Drinking age - Bayesian analysis

This example uses the regression discontinuity design to make claims about the causal effects of the minimum legal drinking age (21 in the USA) upon all cause mortality rates. The dataset is from a study by Carpenter and Dobkin [2009].

import arviz as az
import matplotlib.pyplot as plt

import causalpy as cp
WARNING (pytensor.tensor.blas): Using NumPy C-API based implementation for BLAS functions.
%load_ext autoreload
%autoreload 2
%config InlineBackend.figure_format = 'retina'
seed = 42

Load and process data.

df = (
    cp.load_data("drinking")
    .rename(columns={"agecell": "age"})
    .assign(treated=lambda df_: df_.age > 21)
)

Main effects model

First we will examine a simple ‘main effects’ model. Here, the expected death rate (in units of deaths/1000 people/year) for a given age \(a\) (with monthly resolution), is modelled with an intercept term \(\beta_0\), a treatment effect \(\beta_1\) and an effect of age \(\beta_2\).

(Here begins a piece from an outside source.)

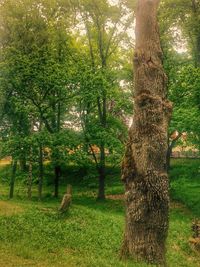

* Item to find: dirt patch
[0,201,23,216]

\[ \mu(a) = \beta_0 + \beta_1 t(a) + \beta_2 a \]

The term \(t(a)\) describes whether ‘treatment’ has been applied. In this example it simply describes whether a give age \(a\) is over the minimum legal drinking age of 21:

\[\begin{split} \begin{align} t(a) = \begin{cases} 1 & \text{if $a \ge 21$} \\ 0 & \text{if $a < 21$} \end{cases} \end{align} \end{split}\]

To be clear, \(\beta_2 a\) describes a linear trend of how expected mortality rate changes with age. The coefficient \(\beta_0\) is the intercept of this linear trend (at \(a=0\)). This leaves \(\beta_1 t(a)\) which we can understand as modelling the discontinuity of the linear trend around the age threshold.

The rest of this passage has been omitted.